Resposta verificada por especialistas O Cais de Valongo é uma marca de um crime terrível, a escravidão. Lá eram embarcados e desembarcados escravos vindos da África para serem "comercializados" no Brasil para os povos que viviam aqui na época.

Qual é a relevância do Cais do Valongo para a história da escravidão no Brasil?

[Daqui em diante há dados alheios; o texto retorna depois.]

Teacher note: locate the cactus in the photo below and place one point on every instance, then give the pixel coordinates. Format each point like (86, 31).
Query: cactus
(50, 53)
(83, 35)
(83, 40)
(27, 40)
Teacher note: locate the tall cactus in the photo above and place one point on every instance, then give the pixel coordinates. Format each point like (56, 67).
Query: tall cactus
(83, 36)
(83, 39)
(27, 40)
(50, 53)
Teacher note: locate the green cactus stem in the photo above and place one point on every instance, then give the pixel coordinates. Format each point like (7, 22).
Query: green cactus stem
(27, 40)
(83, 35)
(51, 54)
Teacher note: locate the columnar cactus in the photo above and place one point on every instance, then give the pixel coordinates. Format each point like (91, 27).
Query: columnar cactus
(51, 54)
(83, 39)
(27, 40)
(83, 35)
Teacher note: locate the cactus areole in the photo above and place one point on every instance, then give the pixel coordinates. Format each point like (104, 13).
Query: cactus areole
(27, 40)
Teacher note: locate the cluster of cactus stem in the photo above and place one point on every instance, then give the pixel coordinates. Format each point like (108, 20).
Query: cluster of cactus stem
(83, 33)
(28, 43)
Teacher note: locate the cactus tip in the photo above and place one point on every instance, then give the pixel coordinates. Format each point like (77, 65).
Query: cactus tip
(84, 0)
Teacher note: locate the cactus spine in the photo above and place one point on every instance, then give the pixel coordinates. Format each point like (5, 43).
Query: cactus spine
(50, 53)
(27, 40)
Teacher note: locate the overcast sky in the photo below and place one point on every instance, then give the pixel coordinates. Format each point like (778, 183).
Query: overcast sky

O Cais do Valongo foi encontrado em 2011 durante escavações feitas para a reforma da zona portuária do Rio de Janeiro. Construído em 1811, o local foi o principal porto de entrada de escravos africanos no Brasil até 1831, quando o tráfico de escravos entre continentes foi proibido.

O que acontece no Cais do Valongo?

O Brasil recebeu perto de quatro milhões de escravos, durante os mais de três séculos de duração do regime escravagista. Pelo Cais do Valongo, na região portuária da cidade, passou cerca de um milhão de africanos escravizados em cerca de 40 anos, o que o tornou o maior porto receptor de escravos do mundo.

É possível dizer que o título de patrimônio da humanidade atribuído ao Cais do Valongo?

O Cais do Valongo, no Centro do Rio, pode perder o título de patrimônio da humanidade, concedido em 2018 pela UNESCO, por conta do abandono da região. O principal porto de entrada de africanos escravizados no Brasil e nas Américas está em condições precárias e sem manutenção.